La «victoire» de Copé soulève de nombreuses questions – et pas seulement sur la régularité du vote. La plupart des commentateurs se demandent ce qu'il va advenir de l'UMP – scission, explosion, implosion, déchirure – les mots reviennent et impliquent tous une recomposition de l'espace politique. Et pas seulement à droite. Que deviendront les militants qui ont soutenu Fillon s'il apparaît que la droite décomplexée dont se revendique Copé ne voit aucun inconvénient à reprendre les thèmes de l'extrême droite et à s'allier avec elle ? Vers Borloo et son centre droit ? Mais, celui-ci n'a de chance de jouer un rôle que s'il trouve des appuis à gauche, s'il apparait, du moins, qu'il est sincère dans son refus de toute compromission avec les "idées" lepénistes.
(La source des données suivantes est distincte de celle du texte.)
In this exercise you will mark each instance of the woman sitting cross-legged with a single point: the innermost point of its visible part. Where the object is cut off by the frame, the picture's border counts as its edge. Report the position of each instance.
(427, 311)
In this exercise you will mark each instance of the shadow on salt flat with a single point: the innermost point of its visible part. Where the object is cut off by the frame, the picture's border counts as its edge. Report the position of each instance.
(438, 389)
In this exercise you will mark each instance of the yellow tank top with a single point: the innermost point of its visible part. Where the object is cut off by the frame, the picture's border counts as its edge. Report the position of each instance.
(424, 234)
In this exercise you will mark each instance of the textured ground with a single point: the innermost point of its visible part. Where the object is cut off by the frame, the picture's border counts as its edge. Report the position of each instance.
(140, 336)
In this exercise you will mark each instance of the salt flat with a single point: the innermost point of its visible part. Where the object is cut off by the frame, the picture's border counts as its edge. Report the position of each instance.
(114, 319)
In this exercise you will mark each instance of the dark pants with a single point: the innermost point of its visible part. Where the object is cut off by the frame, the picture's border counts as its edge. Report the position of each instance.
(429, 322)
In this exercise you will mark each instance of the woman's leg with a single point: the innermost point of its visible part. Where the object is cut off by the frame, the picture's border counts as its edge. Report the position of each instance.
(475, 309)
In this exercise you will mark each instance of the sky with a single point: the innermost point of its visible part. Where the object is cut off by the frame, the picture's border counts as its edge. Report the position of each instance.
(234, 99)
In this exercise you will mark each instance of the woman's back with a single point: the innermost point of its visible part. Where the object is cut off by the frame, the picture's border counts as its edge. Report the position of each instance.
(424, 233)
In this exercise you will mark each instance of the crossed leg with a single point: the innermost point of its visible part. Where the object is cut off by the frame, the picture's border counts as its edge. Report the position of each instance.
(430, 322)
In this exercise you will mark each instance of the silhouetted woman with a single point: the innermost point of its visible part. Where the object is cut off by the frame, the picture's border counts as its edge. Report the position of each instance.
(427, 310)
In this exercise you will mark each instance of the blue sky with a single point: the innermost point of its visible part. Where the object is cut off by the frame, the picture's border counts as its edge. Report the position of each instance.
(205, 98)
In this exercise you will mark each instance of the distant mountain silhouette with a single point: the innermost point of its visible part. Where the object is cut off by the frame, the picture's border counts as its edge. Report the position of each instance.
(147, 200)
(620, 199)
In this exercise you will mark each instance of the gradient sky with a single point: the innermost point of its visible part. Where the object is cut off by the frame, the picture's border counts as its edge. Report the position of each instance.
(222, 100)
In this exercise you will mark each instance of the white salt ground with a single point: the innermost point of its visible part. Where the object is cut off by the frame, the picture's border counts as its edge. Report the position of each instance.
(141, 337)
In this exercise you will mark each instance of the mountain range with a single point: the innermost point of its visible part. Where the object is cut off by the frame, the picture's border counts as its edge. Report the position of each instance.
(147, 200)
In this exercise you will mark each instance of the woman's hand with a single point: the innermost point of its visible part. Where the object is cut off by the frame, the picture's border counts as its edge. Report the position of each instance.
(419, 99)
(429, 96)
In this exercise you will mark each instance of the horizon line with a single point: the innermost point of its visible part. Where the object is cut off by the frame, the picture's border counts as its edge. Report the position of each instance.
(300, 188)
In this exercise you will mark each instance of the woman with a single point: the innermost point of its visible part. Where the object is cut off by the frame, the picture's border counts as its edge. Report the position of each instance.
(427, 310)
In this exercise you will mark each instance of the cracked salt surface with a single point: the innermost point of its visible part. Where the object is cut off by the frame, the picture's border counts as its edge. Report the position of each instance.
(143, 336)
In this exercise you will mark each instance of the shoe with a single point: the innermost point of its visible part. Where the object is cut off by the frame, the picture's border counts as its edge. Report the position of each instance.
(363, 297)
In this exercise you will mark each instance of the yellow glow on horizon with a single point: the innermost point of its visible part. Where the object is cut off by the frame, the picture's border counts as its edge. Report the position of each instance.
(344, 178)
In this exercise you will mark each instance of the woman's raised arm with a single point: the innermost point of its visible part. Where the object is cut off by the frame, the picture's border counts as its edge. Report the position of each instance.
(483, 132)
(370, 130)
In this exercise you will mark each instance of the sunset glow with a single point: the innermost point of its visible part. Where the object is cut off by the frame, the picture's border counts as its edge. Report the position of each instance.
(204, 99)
            Et c'est là que Bayrou peut voir se confirmer l'idée qu'il a toujours défendue d'une France qui serait gouvernée au centre. Il ressortirait alors de cette élection pour la présidence de l'UMP, de ce qui s'appelle encore, mais provisoirement, l'UMP,  que le véritable vainqueur n'est pas Sarkozy - il est très peu probable que Copé s'efface devant lui après un aussi rude combat dont la finalité est bien de se placer en pole-position pour les prochaines éléctions présidentielles de 2017 -, mais celui dont on prophétisait la disparition définitive des radars, François Bayrou. Il faudrait des voix de gauche pour que cette hypothèse prenne quelque vraisemblance, direz-vous ? mais qui peut assurer que la majorité actuelle sortira indemne de l'épreuve du pouvoir ?

           La discussion est ouverte. Comme tout exercice de prospective politique, celui-ci risque fort d'être démenti par les faits. Mais il y a fort à parier que je ne suis pas le seul à m'y livrer - qu'on s'en réjouisse ou qu'on le déplore.